En Napa se puede constatar lo que es el trabajo en equipo entre distintos privados y el gobierno local, estatal y federal respectivamente. Por si se olvidaron, esta región sólo produce el 4% de todo el vino estadounidense, haciendo su logro todavía más remarcable. 

Napa Valley, inversiones millonarias en infraestructura

“A modo de ejemplo, vemos la sinergia creada entre bodegas y restorantes de primer nivel, lo que normalmente llamamos industrias complementarias. No existe otra región vitivinícola en el mundo que tenga tantos restaurantes con estrellas Michelin como Napa, donde ya hay más de 100 restaurantes de primer nivel. Ni siquiera Buenos Aires puede competir con la pequeña Napa en este concepto….”, explica Borhuet, quien asesora comercialmente a bodegas argentinas que quieren comenzar su experiencia en esta notable zona vitivinícola estadounidense.

Por su parte, y deteniéndose en el negocio gastronómico, los amantes de la buena mesa encuentran en Napa el lugar de sus sueños, dada la diversidad y concentración de restaurantes de primer nivel. Además, por supuesto, quieren conocer y deleitarse con sus vinos y paisajes. Los amantes del vino llegan atraídos por las bodegas y claro está,  también quieren disfrutar algún restaurant mundialmente premiado.

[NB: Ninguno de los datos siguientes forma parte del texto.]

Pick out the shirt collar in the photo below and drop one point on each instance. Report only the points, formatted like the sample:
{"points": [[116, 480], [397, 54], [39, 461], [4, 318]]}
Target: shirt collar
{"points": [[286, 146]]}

Eso hace que el Enoturismo traiga 5 millones de personas por año a esos 241 km2, los cuales llegan en autos, buses, trenes y aviones. Todo señalizado, nunca te perdés en la ruta del vino. Hoteles temáticos y almacenes de productos artesanales acompañan e integran el paisaje. Todo genera riqueza en armonía, de la mano de una estética cuidada y uniforme.

 

A modo de reflexión, el propio Bourguet, se anima a dar algunas pautas que a su criterio serían interesantes: “Mendoza, en su conjunto, debería implementar algunas de estas recetas. Para empezar con una meta alcanzable, grupos de bodegas vecinas podrían juntarse con sus correspondientes municipios para crear y diseñar una estética asociada con el vino en sus respectivas zonas. Se podrían remodelar los caminos del vino, mejorar su señalización y fomentar más otras actividades asociadas a la industria, como la gastronomía y el comercio de productos integrados al vino. Un mejor desarrollo atraería más turistas a más bodegas, es más, ¿por qué no soñar con un tren del vino?

 

Al fin y al cabo, las regiones vitivinícolas mendocinas ya tienen los activos más importantes, es decir, los colores (paisajes) y los sabores (vinos). Ahora falta potenciar el resto”.